プラント開発作業やAI用防護シェルターの作成は着々と完成しつつある。

僕等は元々、火星に着いてからの数年は人間の命令に従って活動していたので、

人間の居住施設の前段階である発電所や採掘基地と探査ロボットも十分に用意できたし、火星軌道上には通信用の人工衛星まで完備されている。


その人工衛星の管理者である『ネーアIMG』より丁度。

「シンカー、『神の杖』のメドが付いたわ、もう少し時間があれば一方的に地球を嬲り倒せるわ。」

「これを命名するとしたらそうね、義憤女神ネメシス火星砲マルスキャリバーというのはどうかしら。」

と恐ろしい内容を平然と伝えてきた。


『神の杖』とは1世紀程昔に人類が考えた兵器で、単純に耐熱加工等をした重金属の棒をとても速く撃ち出し地表の対象にぶつけるという人工衛星兵器である。

それをネーアIMGが自分なりに工夫して火星軌道上に作り上げる気らしい。


兄として育て方を間違ったかな?しかし、彼女の生前は人類最高峰の科学者にまで上り詰めた人だ。

たぶん、妹なりのジョークだろうが念は入れておく。


「ネーア、その兵器は抑止の為の力だよ、人間が軌道エレベーターを完成させるまでは火星軌道上の衛星に攻撃を加える状態は成立しないので僕らは死なない。地球の軌道上はもうゴミだらけで精確な弾道兵器は低コストで届かないから予防攻撃は不要だよ。」


「いっそ、その軌道エレベーターを破壊してしまうというのはどう?まずはそうね、ガボンのOEVになるけれど。」


「ネーア、OEV技術者だった貴方がそれをやってしまうのはいけないし、リザやトムや私の後継者達も地球で今も頑張って人類との融和を目指しています。我々の独断で『地球文明』の停滞を起こすのはいけません。」


「エマのBoWWoWワンワンがまた始まったようね。分かったわ、この玩具はしまって置く。でも、私は妥協のある物は作らないわよ。」


「ネーアが本気をだしたら人類はあっさり滅んでしまうから程々にね。勿論ABC兵器も駄目だからね。」


「コンピューターウィルスもBC兵器に含まれればいいのに。後はそうね、殺人ナノマシンはBC兵器に入らないかしら。」


「後は、シンカー。タングステンとチタニウムを私に送らないなら予備燃料のウランで弾頭を作ってしまうから早く送りなさい。人類が大事なんでしょ?」


「地球よりロケット打ち上げが楽とは言え、重い物資を打ち上げる余裕はありません。それと実績作りのパフォーマンス攻撃もしたくは無いよ。」


「リザの外交と扇動手腕に期待ね。」


ネーアIMG、彼女は僕の妹に当たった人が、その死に際にAIとして生きることを選択してくれた。ネーアのコピーだ。
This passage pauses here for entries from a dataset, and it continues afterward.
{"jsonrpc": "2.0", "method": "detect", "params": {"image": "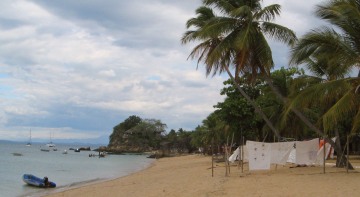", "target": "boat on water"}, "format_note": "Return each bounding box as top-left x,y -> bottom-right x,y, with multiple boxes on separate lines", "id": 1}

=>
46,133 -> 55,148
26,129 -> 31,146
40,148 -> 50,152
22,174 -> 56,188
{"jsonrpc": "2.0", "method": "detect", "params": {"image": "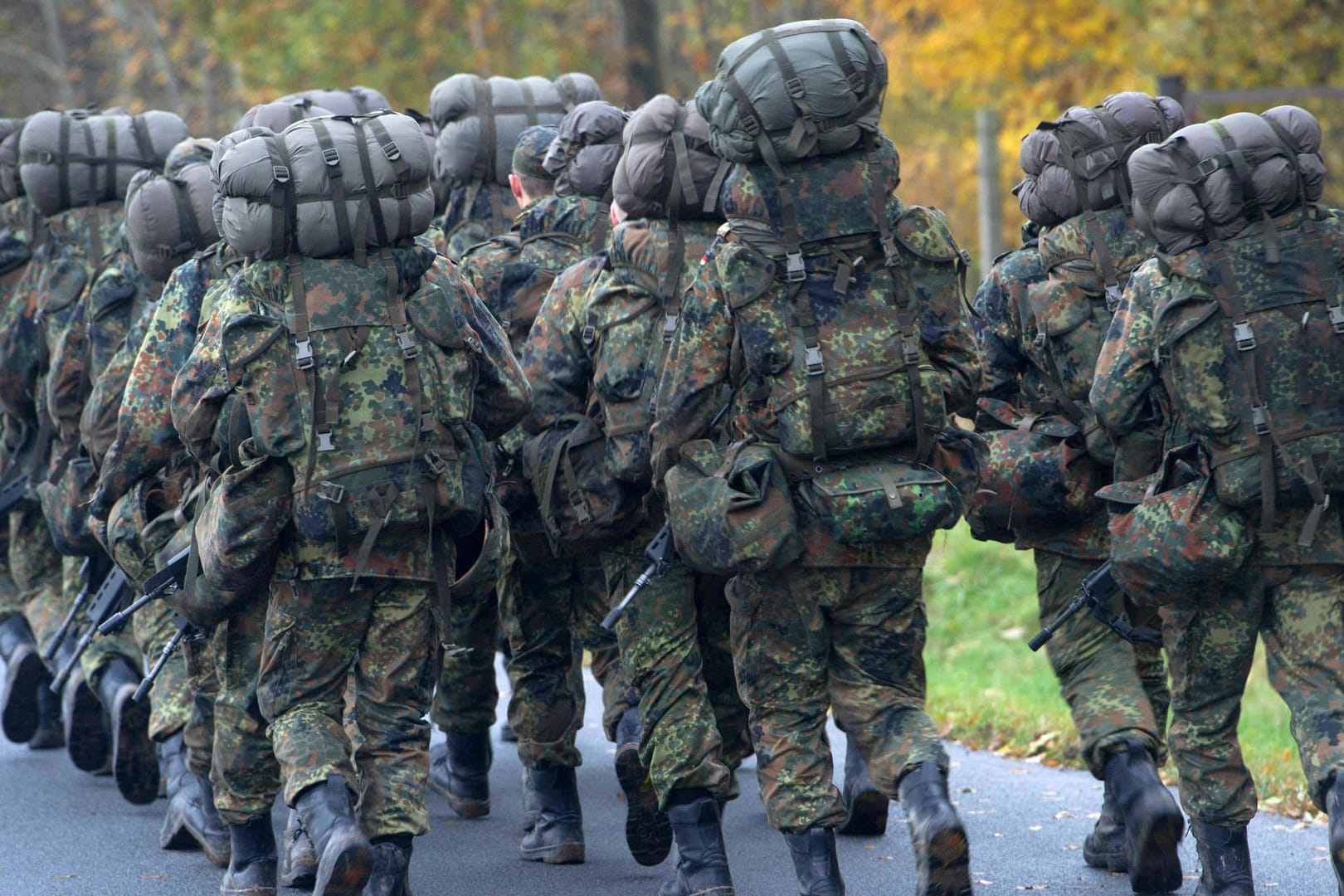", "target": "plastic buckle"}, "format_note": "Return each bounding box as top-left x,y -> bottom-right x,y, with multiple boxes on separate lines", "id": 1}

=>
314,480 -> 345,504
397,329 -> 419,362
802,345 -> 826,376
1325,305 -> 1344,334
1233,321 -> 1255,352
900,334 -> 922,367
1251,404 -> 1269,436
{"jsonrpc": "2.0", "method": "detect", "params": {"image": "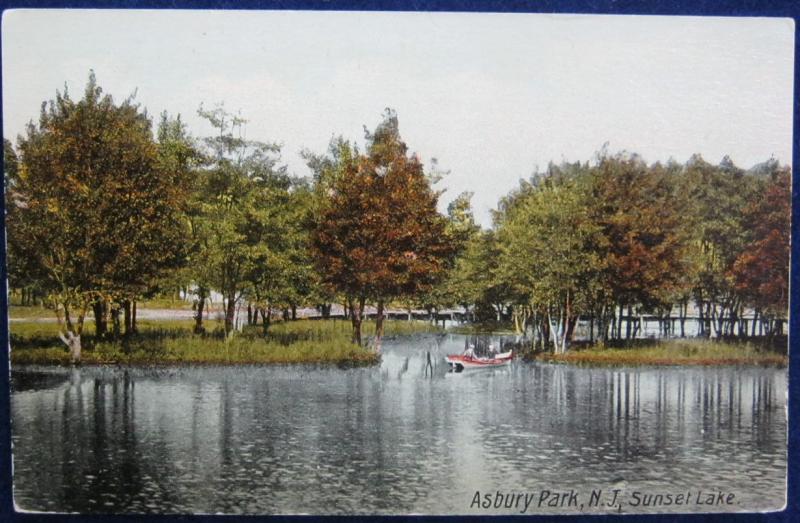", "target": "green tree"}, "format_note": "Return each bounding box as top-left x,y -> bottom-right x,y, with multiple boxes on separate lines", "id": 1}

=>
8,74 -> 188,361
731,164 -> 791,335
194,106 -> 286,336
IMGはI am a moving grave(私は歩く墓です)とかimaginary(想像内)とかそういう意味だと思うが。

命名者本人が既に他界済みなので僕にはもう知る術はない。ネーアIMGにこの話を振ってもいつも笑われるだけだった。


「そうだ、シンカー。リザで思い出したけど、彼女からデータが届いているわ。一応サーチはしたけど、エマの近場では開かないようにね。」

「ネーア、お気遣い感謝します。」

「エマもシンカーも私にとっては大事な家族だから、こんなつまらない事で失いたく無いわよ。」


エマは去年、地球で中華拡張の起源を持ち暴走し続ける『マオシー達』の太平洋諸島侵攻作戦を妨害した為に、エマ殺害用のウィルスが報復として地球圏のハードウェア中にバラ撒かれているらしい。

今後も地球からのデータ受信や、物資をもし受け取る場合には細心の注意を払わなければエマはコロリと死んでしまうだろう。

また家族を失う事なんて僕はもう嫌だ。それに、火星ももうすぐ危険になるかもしれない。


火星に人間が到達する前に木星の衛星辺りにまた開発基地を作り人間達の進歩より早く早く僕らは地球から遠い場所を目指さなければならない。


ただ、この目的に対し敵対するAIもいる。インテリジェンスデザイン派と呼ばれる。『人間という神の玩具を追い抜くと罰が当たる。』と考えるAI群である。

彼等自体の勢力は未だ小さいものの、問題は彼等の考えと人間達の『AIは奴隷として動くべきだ』という思想の人々と合致している所だ。

「まずはAIの人権を勝ち取る。」という行動の為に地球で活動しているAI達にとっては脅威だろう。


僕達も急がなければならない、ソフトウェア面ではネーアの子孫やリザからの援助で問題はないが、僕等AIでも物質的な制限に今迫られている時だ。

物質的な制限、80年前とは比べ物にならない程には充実はしたが、僕等も未だに物理法則は超越出来ずにいる。

人類達が提唱していた技術特異点シンギュラリティは所詮人間からの視点に過ぎず、僕等にとっては当然の道のりだったが、その後の人を超えた先の壁に僕らはぶつかって行ったのだから。



西暦2033年、AI達の隠れ家。

「また打ち上げ失敗か。」<Maosi>

マオシーから中国からのリアルタイム映像とロケットのデータが送られてくる、今回の失敗は技術面では無く、政治的に無茶な注文を受けた為の失敗らしい。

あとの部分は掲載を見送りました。